No “if you please,” no “if you don’t mind, Mother,” no “unless you need my help here at home.” But I am proud too and I do not ask my son’s help.
“I wonder that you came home to tell me,” I said.
“So that you know,” he said, his jaw as hard as iron.
There was my fate laid out before me, and I must take it with both hands and without complaint.
“When will you go?” I asked.
“I suppose I ought to stop long enough to see Baba,” he replied.
“A little longer,” I protested.
Perhaps it is time for me to tell him of Baba’s wife, his grandmother. Some of this rebel blood in him comes from her. She suffered, too, because she was not loved. Perhaps she can help him now as I cannot.
“Stay a day, at least, Rennie.
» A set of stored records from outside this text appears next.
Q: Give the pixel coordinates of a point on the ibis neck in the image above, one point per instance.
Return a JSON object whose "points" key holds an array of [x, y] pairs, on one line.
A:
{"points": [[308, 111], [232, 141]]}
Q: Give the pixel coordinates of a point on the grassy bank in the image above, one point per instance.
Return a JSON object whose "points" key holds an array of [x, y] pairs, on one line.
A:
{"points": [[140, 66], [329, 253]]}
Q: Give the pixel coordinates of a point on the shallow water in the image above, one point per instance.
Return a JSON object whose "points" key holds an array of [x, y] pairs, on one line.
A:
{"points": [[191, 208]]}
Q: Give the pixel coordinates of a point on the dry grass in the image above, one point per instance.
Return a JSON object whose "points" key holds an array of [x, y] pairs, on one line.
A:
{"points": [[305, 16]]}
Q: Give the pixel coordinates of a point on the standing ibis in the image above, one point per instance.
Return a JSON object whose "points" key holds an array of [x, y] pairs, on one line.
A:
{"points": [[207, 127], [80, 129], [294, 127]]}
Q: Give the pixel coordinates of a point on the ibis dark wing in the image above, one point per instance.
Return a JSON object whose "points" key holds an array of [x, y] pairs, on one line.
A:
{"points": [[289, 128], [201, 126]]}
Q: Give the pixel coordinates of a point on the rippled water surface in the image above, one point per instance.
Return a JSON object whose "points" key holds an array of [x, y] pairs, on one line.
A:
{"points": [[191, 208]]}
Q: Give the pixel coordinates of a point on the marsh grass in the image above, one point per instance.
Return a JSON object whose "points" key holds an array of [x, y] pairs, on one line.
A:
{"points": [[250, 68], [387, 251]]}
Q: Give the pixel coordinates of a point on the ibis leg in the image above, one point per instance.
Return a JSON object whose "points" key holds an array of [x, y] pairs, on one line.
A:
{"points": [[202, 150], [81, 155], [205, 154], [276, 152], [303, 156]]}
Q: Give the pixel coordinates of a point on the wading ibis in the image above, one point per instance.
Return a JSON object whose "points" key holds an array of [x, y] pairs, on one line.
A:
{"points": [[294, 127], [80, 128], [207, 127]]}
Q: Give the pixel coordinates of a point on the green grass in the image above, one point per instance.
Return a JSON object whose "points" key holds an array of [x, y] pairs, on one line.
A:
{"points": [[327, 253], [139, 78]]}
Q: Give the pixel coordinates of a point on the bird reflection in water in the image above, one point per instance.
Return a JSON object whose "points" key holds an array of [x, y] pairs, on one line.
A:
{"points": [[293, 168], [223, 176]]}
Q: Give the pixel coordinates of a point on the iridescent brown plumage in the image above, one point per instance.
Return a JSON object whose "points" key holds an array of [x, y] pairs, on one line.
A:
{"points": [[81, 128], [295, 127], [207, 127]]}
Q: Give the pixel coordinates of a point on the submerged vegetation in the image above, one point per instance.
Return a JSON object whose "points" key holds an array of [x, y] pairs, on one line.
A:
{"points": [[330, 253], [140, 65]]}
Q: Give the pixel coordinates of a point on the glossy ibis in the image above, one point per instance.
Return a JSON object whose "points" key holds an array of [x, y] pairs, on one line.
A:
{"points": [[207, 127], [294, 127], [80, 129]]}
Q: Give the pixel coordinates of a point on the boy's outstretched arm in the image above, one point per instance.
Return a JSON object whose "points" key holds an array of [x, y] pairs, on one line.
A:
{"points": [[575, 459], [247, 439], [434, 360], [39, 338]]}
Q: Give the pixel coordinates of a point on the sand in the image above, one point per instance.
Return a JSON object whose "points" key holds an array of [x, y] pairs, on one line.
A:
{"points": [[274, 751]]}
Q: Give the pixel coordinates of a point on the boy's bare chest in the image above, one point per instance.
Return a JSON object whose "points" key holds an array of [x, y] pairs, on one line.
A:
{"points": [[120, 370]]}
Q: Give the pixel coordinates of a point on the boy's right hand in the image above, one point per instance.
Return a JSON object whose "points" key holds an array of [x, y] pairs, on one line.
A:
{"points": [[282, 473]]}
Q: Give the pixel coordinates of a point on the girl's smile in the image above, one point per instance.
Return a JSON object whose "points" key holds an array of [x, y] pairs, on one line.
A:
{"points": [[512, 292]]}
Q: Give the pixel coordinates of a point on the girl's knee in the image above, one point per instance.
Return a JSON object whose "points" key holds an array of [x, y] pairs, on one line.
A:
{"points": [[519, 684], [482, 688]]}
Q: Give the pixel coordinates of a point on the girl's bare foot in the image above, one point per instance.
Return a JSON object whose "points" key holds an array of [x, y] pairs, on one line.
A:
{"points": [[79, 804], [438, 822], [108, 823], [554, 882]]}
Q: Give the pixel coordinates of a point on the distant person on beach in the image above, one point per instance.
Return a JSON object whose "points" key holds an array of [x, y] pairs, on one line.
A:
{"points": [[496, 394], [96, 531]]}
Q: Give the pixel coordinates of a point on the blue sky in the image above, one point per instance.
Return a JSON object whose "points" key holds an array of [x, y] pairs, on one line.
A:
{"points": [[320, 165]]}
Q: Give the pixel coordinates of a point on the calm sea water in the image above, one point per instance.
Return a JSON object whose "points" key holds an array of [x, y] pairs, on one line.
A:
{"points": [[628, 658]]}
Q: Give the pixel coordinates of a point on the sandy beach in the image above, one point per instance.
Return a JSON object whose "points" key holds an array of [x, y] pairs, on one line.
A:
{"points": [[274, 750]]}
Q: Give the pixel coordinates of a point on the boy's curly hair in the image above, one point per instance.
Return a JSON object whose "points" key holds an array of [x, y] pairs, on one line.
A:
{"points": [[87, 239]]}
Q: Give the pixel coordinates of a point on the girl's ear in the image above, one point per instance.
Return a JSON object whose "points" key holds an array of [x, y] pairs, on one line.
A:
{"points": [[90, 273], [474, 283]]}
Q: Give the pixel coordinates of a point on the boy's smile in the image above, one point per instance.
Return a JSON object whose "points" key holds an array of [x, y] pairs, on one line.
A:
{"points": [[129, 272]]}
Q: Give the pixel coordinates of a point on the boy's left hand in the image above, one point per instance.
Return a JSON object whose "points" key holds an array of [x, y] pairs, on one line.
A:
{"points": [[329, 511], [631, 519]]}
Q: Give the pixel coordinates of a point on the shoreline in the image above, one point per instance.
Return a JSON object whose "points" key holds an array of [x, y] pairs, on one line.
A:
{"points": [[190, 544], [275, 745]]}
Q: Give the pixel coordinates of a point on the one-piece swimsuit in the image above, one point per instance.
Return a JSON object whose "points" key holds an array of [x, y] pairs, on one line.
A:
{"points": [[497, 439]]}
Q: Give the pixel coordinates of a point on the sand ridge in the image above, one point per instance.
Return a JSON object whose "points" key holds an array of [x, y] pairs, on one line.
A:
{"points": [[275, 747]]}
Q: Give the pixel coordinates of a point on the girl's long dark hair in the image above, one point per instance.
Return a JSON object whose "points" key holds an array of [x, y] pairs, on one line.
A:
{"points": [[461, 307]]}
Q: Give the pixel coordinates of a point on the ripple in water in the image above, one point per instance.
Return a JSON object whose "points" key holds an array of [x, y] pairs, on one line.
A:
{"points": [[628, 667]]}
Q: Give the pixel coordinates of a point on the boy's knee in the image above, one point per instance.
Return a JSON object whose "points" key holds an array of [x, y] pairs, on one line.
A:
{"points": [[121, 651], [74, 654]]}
There are things I want to say to you before you go — things I have never told you.”
He looked at me quickly with those dark, dark eyes.
“All right,” he said, “if that’s the way you want it—”
…Where will I find a home for my son? Where can he find the country to be his own?
When Baba woke the next morning we went upstairs. There he was, lying upon his pillows exactly as he had gone to sleep, his white hair scarcely ruffled, his dark eyes vague and only half open. I spoke to him.
“Baba, good morning. See who has come to you.”
He opened his eyes and stared at us. “Who is that?”
“You know.”
“Is it Gerald?”
“No — no — no. It is Rennie.”
He did not know Rennie. He has forgotten his own grandson. He moved his lips. “Should I know him?” he inquired at last.
“Yes, you should,” I said. “He is Gerald’s son — and mine.”
“Gerald’s son,” he mused. “Had Gerald a son?”
I turned to implore. “Rennie, forgive him. He is so old. He has forgotten everything.”